Like the Acropolis, Plaka is also very popular and crowded during high season. But it is a must-visit. My recommendation: Go twice. Take a late-afternoon stroll, browse the shops, and get lost in the maze of little lanes. Perhaps include a break at Brettos, Athens’s oldest distillery, where you can enjoy a nice ouzo tasting.
Then come back at night for dinner. Yes, you’ll pay more for the view, but digging into a steaming plate of saganaki or moussaka while marveling at the sight of the Acropolis, all lit up at night, is a memory you won’t soon—or ever—forget.

Eat Cheap
This brings me to my next, brief point. I cannot think of another European city where you can eat so well, for so little. (Caveat: You must like Greek food.)
I love cheap and cheerful fare. When I’m in Athens, I never need to walk more than a block or two to find a mouth-watering meal that costs no more than the coins jangling in my pocket. A personal favorite that you’ll see everywhere is pork or chicken gyros. Usually sold for just a few euros at any local spot, gyros are made of meat slow-cooked on a vertical, rotating spit and packed into a pita with onions, tomatoes, fries, and the absolute best thing in the world, tzatziki sauce. (Another footnote: “Gyros” means “turn” in Greek, named for the actual motion of the spit.) One gyro can serve as an entire meal.

Take a Tour
In many ways, Athens is a city that needs to be unlocked. What may on its face look like nothing or worse actually has a fascinating story or a long narrative filled with compelling details. Just as the first understandings of the hieroglyphics on the Rosetta Stone opened up a whole world of Egyptian history, a guide can interpret even the most raffish-looking neighborhoods in this city.
First-time visitors often complain about the scrawls on the walls of the more contemporary parts of town. However, during a street art tour through rarely visited streets and alleys, a graffiti artist unpacked it all for me, explaining the meanings behind huge murals and rough-looking tags.
Along the way, he painted a vivid picture (pun intended) of recent Greek history, highlighting themes of discontent, resistance, and revolt. Greece has faced many challenges yet has drawn from a deep well of strength and character to overcome them, all brilliantly displayed on the bricks of back passages. And if graffiti isn’t your thing, a street food tour is definitely worth it as well.

Late City
If you’re a night owl, like me, Athens is an excellent place to spend time. Greeks tend to embrace a very social lifestyle, taking a late-afternoon break and perhaps a nap, so their get-togethers can stretch into the evening and even the wee hours of the morning.
I’ve dined in local restaurants where the tables didn’t begin to fill up until well after most North Americans would’ve gone to bed. Once, an Athenian friend invited me to a birthday party in a private room at a trendy pub in the beach neighborhood of Vouliagmeni. I had to triple-check the start time of the event: 11 p.m.

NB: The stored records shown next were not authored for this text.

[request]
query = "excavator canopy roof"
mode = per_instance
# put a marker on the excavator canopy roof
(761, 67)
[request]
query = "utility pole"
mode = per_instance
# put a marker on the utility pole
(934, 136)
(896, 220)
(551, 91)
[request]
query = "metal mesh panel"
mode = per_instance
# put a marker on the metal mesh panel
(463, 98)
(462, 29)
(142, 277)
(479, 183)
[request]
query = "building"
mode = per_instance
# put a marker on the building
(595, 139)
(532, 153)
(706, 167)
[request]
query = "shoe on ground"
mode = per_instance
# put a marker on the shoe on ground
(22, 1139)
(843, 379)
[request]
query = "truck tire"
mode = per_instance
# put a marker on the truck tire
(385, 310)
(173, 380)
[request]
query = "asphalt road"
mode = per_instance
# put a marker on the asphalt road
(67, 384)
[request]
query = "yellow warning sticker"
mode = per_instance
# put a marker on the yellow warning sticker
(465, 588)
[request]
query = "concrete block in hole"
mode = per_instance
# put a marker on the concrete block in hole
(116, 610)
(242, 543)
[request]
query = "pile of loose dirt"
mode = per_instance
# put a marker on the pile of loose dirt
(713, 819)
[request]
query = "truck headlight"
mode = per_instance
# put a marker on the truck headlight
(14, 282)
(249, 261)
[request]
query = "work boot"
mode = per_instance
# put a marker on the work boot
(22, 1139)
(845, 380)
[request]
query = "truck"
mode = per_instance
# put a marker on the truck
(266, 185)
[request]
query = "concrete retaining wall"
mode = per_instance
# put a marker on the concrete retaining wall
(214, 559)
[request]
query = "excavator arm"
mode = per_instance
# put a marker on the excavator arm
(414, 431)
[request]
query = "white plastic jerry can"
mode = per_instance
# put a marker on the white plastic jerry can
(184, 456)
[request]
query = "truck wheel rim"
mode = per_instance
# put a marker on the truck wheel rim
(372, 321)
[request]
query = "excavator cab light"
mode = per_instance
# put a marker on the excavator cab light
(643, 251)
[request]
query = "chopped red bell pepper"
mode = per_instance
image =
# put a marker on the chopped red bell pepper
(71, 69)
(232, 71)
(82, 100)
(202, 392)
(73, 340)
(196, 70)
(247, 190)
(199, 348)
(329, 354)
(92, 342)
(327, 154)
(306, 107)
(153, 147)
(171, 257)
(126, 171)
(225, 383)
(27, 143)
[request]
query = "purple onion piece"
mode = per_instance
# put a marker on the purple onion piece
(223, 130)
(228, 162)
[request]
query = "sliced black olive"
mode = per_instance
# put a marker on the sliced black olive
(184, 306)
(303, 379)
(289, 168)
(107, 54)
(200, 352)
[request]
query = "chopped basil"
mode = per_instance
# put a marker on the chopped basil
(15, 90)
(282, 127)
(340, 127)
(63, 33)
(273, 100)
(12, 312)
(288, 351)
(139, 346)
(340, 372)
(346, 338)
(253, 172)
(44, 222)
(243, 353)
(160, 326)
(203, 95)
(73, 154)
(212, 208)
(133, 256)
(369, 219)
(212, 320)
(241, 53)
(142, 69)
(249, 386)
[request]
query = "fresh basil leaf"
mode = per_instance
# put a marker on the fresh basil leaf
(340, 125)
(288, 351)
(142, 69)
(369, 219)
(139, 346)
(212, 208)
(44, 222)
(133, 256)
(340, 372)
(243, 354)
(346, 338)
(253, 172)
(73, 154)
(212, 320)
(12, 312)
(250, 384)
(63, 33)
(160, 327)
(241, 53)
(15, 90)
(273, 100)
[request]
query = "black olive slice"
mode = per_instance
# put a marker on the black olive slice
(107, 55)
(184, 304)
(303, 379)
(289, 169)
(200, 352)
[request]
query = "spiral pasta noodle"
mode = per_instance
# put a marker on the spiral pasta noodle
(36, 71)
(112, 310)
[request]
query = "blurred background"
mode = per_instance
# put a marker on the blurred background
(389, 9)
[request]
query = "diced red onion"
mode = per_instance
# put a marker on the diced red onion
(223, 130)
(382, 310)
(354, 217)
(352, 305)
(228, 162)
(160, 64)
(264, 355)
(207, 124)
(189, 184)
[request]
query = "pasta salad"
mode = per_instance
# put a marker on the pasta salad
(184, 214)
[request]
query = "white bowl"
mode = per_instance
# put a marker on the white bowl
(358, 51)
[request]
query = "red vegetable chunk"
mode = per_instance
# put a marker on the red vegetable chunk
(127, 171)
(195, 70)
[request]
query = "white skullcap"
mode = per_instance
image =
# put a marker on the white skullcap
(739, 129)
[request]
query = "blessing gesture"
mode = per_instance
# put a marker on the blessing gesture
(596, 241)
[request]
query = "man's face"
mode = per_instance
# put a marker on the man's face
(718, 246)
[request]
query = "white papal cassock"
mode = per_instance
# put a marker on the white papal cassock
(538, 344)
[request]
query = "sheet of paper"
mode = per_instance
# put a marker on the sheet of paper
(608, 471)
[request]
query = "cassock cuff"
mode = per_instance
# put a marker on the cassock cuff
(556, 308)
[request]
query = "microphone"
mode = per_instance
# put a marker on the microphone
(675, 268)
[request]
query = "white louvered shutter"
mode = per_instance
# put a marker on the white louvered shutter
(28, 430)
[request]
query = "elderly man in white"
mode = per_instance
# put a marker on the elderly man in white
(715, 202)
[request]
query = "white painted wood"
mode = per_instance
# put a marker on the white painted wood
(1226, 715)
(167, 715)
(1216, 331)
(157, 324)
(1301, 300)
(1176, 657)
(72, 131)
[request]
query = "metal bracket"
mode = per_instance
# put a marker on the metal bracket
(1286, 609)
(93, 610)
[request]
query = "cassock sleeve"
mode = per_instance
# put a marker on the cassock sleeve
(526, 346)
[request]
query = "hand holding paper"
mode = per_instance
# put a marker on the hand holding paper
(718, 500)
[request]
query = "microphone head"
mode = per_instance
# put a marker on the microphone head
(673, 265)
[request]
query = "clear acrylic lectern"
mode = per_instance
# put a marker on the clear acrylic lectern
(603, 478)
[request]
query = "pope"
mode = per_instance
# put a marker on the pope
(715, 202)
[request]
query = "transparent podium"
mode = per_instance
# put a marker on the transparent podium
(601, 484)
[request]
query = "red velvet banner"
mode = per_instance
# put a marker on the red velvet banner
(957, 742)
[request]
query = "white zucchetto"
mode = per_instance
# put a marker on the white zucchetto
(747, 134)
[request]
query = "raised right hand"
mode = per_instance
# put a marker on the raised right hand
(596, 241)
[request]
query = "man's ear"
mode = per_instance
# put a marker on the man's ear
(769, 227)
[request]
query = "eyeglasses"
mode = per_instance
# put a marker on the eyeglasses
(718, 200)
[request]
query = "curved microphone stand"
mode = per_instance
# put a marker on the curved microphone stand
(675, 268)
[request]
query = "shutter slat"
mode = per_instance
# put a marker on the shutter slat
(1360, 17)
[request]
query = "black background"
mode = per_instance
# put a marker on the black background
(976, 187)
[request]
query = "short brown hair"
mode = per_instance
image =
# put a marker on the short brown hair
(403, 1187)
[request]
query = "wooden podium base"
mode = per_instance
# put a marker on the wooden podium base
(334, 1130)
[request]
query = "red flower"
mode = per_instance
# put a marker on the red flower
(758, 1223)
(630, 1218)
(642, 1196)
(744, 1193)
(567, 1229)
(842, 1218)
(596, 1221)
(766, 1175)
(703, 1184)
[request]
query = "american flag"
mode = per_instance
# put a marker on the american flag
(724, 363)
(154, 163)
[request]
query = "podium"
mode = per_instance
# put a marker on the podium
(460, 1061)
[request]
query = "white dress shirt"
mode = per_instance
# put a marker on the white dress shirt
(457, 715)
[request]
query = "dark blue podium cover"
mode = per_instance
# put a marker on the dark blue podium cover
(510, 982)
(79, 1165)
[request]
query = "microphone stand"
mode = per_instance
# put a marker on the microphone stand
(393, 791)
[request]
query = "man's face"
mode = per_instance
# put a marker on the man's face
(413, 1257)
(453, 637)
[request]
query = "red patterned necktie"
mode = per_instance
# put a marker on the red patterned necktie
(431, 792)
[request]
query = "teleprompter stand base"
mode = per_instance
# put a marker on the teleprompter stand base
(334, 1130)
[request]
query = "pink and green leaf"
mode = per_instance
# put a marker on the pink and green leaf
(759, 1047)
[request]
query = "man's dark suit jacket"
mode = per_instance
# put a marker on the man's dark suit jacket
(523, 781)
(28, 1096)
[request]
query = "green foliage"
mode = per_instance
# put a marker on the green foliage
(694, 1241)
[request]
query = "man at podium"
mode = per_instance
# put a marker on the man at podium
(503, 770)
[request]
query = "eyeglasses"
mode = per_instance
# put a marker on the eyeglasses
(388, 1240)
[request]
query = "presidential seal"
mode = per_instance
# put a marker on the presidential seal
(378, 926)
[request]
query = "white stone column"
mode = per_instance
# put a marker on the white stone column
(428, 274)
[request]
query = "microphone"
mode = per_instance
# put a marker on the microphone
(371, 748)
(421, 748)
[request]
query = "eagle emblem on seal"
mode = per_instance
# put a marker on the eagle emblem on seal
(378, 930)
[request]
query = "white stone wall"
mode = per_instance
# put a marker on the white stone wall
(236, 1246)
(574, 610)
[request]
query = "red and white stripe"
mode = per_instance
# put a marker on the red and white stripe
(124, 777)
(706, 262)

When I showed up five minutes late, I was the first one to arrive and remained solo for about half an hour before my friend rushed in.
“I forgot that you’re from North America, and would show up on time,” she said. “Here, everyone is always an hour late.” This meant that the actual start of the party was at midnight.
So if you want to see locals at their truest and happiest, be prepared for a more nocturnal schedule. The good news is that people also tend to wake up late. I’ve never stayed at a Greek hotel where breakfast ended before 11 a.m. After a night of living like a local, you can feel free to sleep in.

Get Out of Town
But, you know, not too far. Perhaps the best thing about Athens, apart from its ancient history, the warmth of its people, and the deliciousness of its food, is the fact that you can travel to a whole different world nearby, sometimes even by just boarding a city bus.
The Athenian Riviera, a series of beaches along with seaside bars and restaurants, can be reached on public transit in about 45 minutes. This means that you can enjoy your late breakfast, then ride out to a beach chair set on blue water for a super chill afternoon, the perfect way to end a bustling visit to the Greek capital.